Institutional investors’ thinking about risk allocation has been dominated for some time by traditional beta sources, mainly long exposure to equities and bonds.
The market regime provided little reason for radical change. After all, for two decades, stock and bond returns were negatively correlated, enabling 60/40 equity/bond mixes to deliver both a risk-balanced allocation framework and attractive returns.
That world changed abruptly with the market setbacks of 2022, as both asset classes endured major selloffs—leaving investors less confident that a simple equity/bond mix can provide effective diversification. And with a very different market regime in place, they can't expect these asset classes to reprise their bull market real returns, either. As a result, alternative return streams are likely to feature more prominently in strategic asset-allocation discussions.

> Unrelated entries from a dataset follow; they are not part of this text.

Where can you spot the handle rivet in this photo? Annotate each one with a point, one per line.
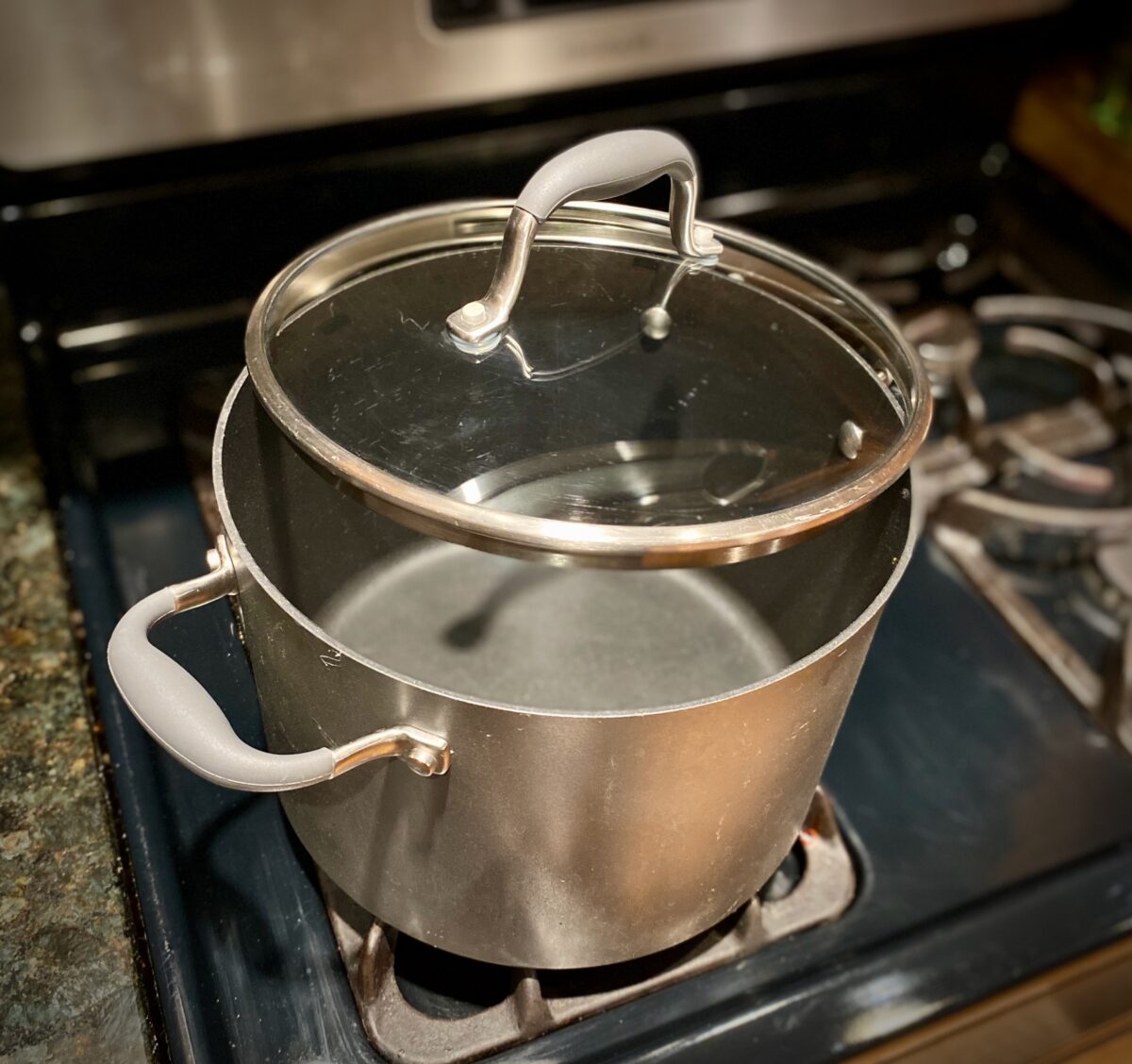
(474, 312)
(850, 437)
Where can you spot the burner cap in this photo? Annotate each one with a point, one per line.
(1114, 560)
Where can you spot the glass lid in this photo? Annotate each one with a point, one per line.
(620, 396)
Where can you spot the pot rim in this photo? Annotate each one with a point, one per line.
(246, 561)
(603, 224)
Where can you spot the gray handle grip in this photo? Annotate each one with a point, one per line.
(605, 167)
(185, 720)
(597, 169)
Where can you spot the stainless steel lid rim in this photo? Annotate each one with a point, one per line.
(246, 561)
(519, 533)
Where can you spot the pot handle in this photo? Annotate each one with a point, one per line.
(185, 720)
(600, 168)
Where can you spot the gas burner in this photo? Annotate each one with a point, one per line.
(420, 1006)
(1035, 508)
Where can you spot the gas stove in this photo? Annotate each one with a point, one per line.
(978, 819)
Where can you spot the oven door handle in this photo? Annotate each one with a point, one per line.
(188, 723)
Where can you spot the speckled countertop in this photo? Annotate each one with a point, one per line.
(68, 983)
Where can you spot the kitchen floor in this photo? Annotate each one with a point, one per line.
(68, 980)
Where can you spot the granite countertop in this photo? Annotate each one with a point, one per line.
(69, 988)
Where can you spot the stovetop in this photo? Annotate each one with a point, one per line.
(990, 818)
(988, 814)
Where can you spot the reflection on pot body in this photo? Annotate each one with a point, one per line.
(632, 820)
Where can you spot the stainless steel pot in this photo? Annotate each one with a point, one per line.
(617, 758)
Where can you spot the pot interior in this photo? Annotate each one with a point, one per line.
(498, 629)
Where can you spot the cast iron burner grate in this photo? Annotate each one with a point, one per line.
(420, 1006)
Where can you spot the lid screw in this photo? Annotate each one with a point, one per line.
(474, 312)
(850, 437)
(656, 323)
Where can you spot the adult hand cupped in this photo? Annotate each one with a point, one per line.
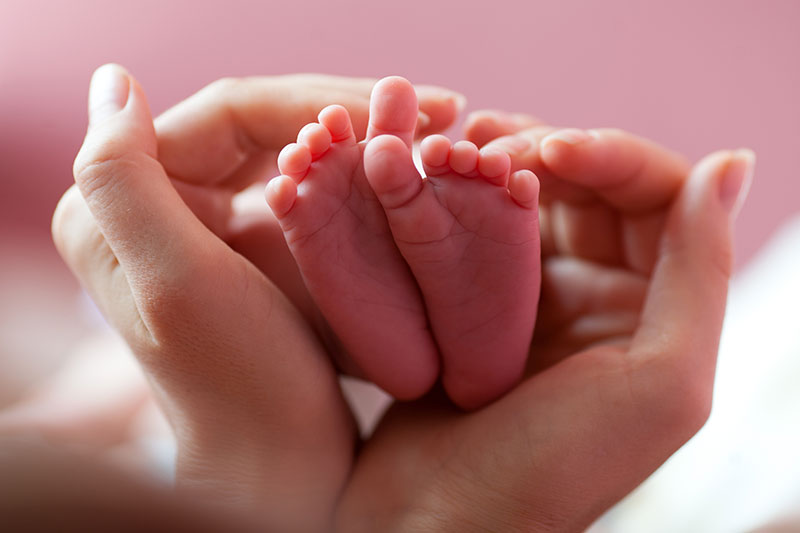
(251, 393)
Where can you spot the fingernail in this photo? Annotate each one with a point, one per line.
(735, 184)
(108, 92)
(569, 136)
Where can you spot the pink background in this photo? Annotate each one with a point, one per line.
(695, 76)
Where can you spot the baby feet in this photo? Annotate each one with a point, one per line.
(339, 236)
(378, 245)
(470, 234)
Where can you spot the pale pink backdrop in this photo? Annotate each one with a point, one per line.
(695, 76)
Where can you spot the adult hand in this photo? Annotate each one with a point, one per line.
(251, 395)
(635, 280)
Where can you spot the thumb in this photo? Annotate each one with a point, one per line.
(149, 229)
(678, 337)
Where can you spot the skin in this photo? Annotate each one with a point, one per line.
(630, 355)
(469, 232)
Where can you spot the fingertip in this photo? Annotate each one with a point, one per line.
(109, 91)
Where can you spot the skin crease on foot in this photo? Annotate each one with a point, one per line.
(339, 236)
(468, 233)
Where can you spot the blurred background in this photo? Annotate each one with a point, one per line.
(694, 76)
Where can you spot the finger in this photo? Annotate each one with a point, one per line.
(228, 133)
(393, 110)
(675, 347)
(85, 251)
(212, 137)
(523, 148)
(149, 229)
(485, 125)
(628, 172)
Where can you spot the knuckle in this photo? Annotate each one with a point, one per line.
(103, 169)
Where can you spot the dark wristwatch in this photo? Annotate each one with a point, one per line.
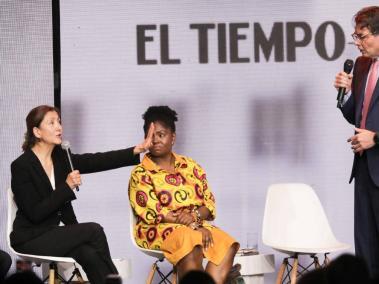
(376, 138)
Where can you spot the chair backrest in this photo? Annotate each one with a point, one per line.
(133, 221)
(294, 221)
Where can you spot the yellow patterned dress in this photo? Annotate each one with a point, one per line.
(153, 192)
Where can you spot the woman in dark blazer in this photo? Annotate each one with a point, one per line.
(43, 186)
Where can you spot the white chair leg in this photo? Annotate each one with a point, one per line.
(282, 268)
(151, 274)
(174, 278)
(294, 270)
(52, 272)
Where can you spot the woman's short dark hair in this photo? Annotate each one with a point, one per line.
(34, 119)
(163, 114)
(368, 17)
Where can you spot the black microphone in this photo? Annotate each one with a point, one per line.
(66, 146)
(347, 67)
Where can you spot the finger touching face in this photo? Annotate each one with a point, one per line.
(163, 140)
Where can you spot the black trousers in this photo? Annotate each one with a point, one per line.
(85, 242)
(366, 217)
(5, 264)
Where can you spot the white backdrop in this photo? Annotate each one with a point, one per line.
(249, 124)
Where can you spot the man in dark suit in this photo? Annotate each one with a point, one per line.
(361, 108)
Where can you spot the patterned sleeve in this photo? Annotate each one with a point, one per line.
(209, 200)
(143, 199)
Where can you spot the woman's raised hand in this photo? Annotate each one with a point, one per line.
(147, 142)
(207, 237)
(73, 179)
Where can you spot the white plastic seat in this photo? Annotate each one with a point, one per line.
(295, 223)
(37, 259)
(153, 253)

But the world of alternative strategies has been evolving fast in recent years, so before considering an enhanced allocation to alternatives, it's critical for investors to understand those changes and their implications for portfolio design. Here, we'll highlight several developments for systematic alternative strategies, identify three ways for investors to avoid crowded trades where returns are becoming more challenged and instead identify areas with more return potential.
Long-Term Signals Becoming Less Effective as Markets Grow More Efficient
Advances in computing power, analytical speed and automated trading are eroding the profitability of well-known longer-term strategies. Information is increasingly becoming available, and the market can price it into assets faster.
Valuation anomalies are being recognized and priced into markets much quicker, with information advantages eliminated much sooner. Strategies with longer-term investment horizons are becoming less effective than strategies focused on short-term anomalies. Investors need to recognize this trend, adapt to have a healthy mix of longer and shorter time-horizon strategies, and seek more evolved, systematic strategies where information advantages aren't so readily competed away.
For instance, a corporate event-driven strategy seeks to profit from a firm's changes or announcements that aren't fully priced by the market immediately. One classic example is earnings surprise—holding shares of companies that have had positive surprises. This strategy used to be profitable for holding periods of up to three months, but the time period before stocks fully incorporated earnings surprise dwindled until the strategy became ineffective. A number of similar but lesser-known or commoditized strategies are still profitable. However, to benefit from these anomalies, investors need a systematic process that can capture and react to announcements very quickly—even so, we've seen holding periods shrink from weeks to days. These examples also emphasize the need for efficient trading and execution platforms that enable fast, cheap execution.